The regulator said this created a ‘strong incentive’ for staff to sell protection products to consumers regardless of their needs in order to hit a certain number of sales to bump up their bonus.
The FSA said: ‘This incentive scheme was likely to drive sales staff to mis-sell, for example misleading consumers by exaggerating the benefits of a product while playing down the limitations.’
Bling when you're winning
Another example of disproportionate rewards which the FSA reported would lead to mis-selling was a firm who worked on a ‘first past the post’ competition.
The first 21 sales staff members at one firm who hit a certain sales target or threshold were rewarded with a £10,000 thank you.
The FSA said: ‘This created a strong motivation to reach the ‘Super Bonus’ target as soon as possible, increasing the risk of mis-selling.’
Pressure for the big sell
One firm looked at by the FSA put their sales staff under pressure to churn sales by moving staff between different salary bands depending on how much they sold.

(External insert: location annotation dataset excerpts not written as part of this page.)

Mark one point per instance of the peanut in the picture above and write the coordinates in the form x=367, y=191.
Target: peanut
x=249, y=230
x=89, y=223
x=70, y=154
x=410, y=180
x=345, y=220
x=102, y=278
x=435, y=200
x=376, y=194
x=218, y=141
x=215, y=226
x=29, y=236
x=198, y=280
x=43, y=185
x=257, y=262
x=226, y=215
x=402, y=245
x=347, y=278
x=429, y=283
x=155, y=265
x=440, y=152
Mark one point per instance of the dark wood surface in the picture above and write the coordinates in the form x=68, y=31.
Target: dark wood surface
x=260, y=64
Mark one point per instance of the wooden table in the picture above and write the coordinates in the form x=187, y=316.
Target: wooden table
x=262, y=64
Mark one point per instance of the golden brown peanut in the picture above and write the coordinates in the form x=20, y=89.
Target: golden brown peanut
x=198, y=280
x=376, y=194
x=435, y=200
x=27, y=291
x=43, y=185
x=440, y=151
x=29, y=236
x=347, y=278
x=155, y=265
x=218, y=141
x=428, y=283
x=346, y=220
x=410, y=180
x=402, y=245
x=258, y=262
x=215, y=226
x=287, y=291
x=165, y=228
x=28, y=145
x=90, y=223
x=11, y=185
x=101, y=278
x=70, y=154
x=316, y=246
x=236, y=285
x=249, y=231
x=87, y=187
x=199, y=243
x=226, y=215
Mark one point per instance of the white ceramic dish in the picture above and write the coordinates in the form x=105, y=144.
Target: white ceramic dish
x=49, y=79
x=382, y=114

The regulator discovered the highest salary band earned more than three times the lower salary band, which created a strong incentive to make enough sales to get into the higher salary bracket.

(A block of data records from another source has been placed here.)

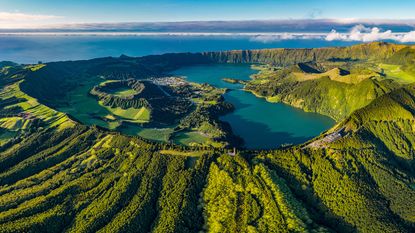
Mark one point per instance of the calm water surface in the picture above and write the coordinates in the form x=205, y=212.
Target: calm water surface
x=34, y=48
x=261, y=124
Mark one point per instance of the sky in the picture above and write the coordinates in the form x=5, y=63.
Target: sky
x=36, y=13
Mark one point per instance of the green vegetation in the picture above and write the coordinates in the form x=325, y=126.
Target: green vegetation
x=58, y=175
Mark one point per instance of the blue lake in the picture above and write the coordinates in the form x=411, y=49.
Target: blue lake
x=261, y=124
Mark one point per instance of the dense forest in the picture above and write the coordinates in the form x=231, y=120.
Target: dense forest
x=59, y=175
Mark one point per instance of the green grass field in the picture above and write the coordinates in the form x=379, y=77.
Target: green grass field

One member of staff started at grade 1 and moved swiftly to grade 5 and saw his annual salary increase by more than £25,000. When he then exceeded his sales target over the next 18 months, he further received an extra £20,000 to his expanded salary.
The only way is up
In the FSA’s thematic work on payment protection insurance, it revealed one firm’s very generous bonus system that could result in staff earning a 100% bonus of their basic salary if they sold PPI to at least half their customers.
The FSA said: ‘However, no bonus would be paid unless staff sold PPI to at least 50% of all customers. This incentive increased the risk of sales staff mis-selling PPI.’

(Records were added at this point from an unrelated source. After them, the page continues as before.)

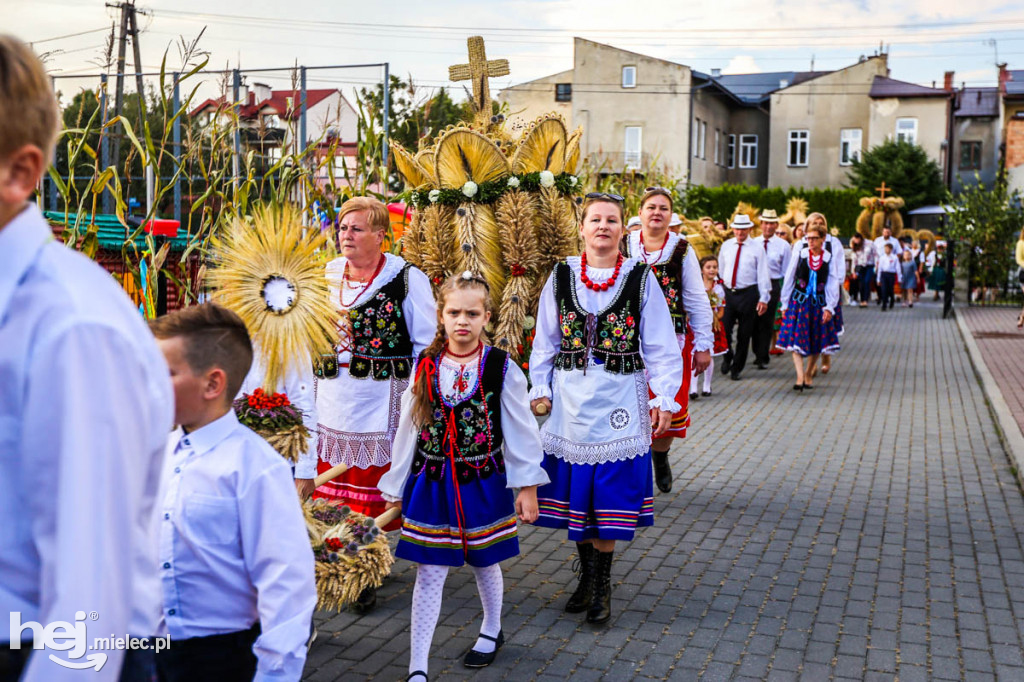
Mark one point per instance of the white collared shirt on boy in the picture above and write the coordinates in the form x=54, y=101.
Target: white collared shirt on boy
x=777, y=252
x=233, y=547
x=85, y=407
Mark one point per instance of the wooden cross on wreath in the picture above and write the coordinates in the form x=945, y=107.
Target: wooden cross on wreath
x=478, y=71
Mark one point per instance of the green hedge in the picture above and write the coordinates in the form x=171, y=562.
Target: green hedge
x=841, y=207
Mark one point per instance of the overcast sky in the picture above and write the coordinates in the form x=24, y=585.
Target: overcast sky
x=924, y=37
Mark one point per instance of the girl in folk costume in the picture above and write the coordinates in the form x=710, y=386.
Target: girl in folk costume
x=810, y=295
x=386, y=316
x=716, y=296
x=465, y=438
x=602, y=324
x=678, y=272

One firm was shown to have very poor controls in place when it allowed staff to retain their doubled-bonus despite mis-selling; allowing staff to get away with it if it was only the once.
The firm doubled the monthly bonus of staff who met a high standard of compliance with sales processes as long as there was only one mistake.
However, the problem as the FSA pointed out was that administrative errors, including getting a customer’s name wrong was treated the same as mis-selling.
Hitting the target
The FSA found sales staff at one firm colluding together to mislead customers and overcharge them to hit their sales target.
During the conversation between two members of staff that the regulator listened to, the sales person said: ‘This is going to make my target… I’ll end up with about a thousand pounds… We need to ring [the customer], I will do all the talking [and] you confirm the price.’
Keeping it simple
The FSA reported poor controls for inappropriate behaviour by sales staff at one firm when getting customer feedback.
The regulator said the firm collected irrelevant evidence because the main focus was on customer satisfaction not customer outcomes.
The FSA said: ‘They relied on ‘yes/no’ questions, for example asking the customer if the key features or limitations of a product were explained to them, rather than testing if the correct information was provided clearly.’
Being with stupid
Those who were responsible for incentive schemes within their own firm did not understand how the schemes could cause detrimental effects to their customers, according to the FSA.
The FSA said: ‘Senior managers responsible for incentive schemes did not understand the risks to customers created by the features of their incentive schemes or relied on other staff who did not understand the risks.’
Bringing home the bacon
One firm was shown by the FSA to have its heart in the right place when it came to penalising staff for poor practice but failed to go the whole hog to reduce potential customer risks.
The firm had both a monthly and quarterly bonus for sales staff but when the firm’s file checking showed up failures including poor advice, staff were penalised by losing their quarterly bonus.
However, they were still eligible to receive the heftier monthly bonuses which could go up to more than £7,000.
The FSA noted: ‘Since staff could still earn significant bonuses while giving poor quality advice, this scheme was unlikely to have the right impact on staff behaviour.’
Showing your claws
The FSA reported one example where sales staff continued to receive bonuses despite facing huge amounts in clawback.
One firm gave a member of its sales team a £40,000 bonus after it was issued with a £19,000 bill in clawback.
The FSA said: ‘The firm was unable to satisfy the FSA that it had an effective approach to monitoring the levels of clawback for individual sales staff, in particular the root causes of the underlying reasons for the cancellation of policies.’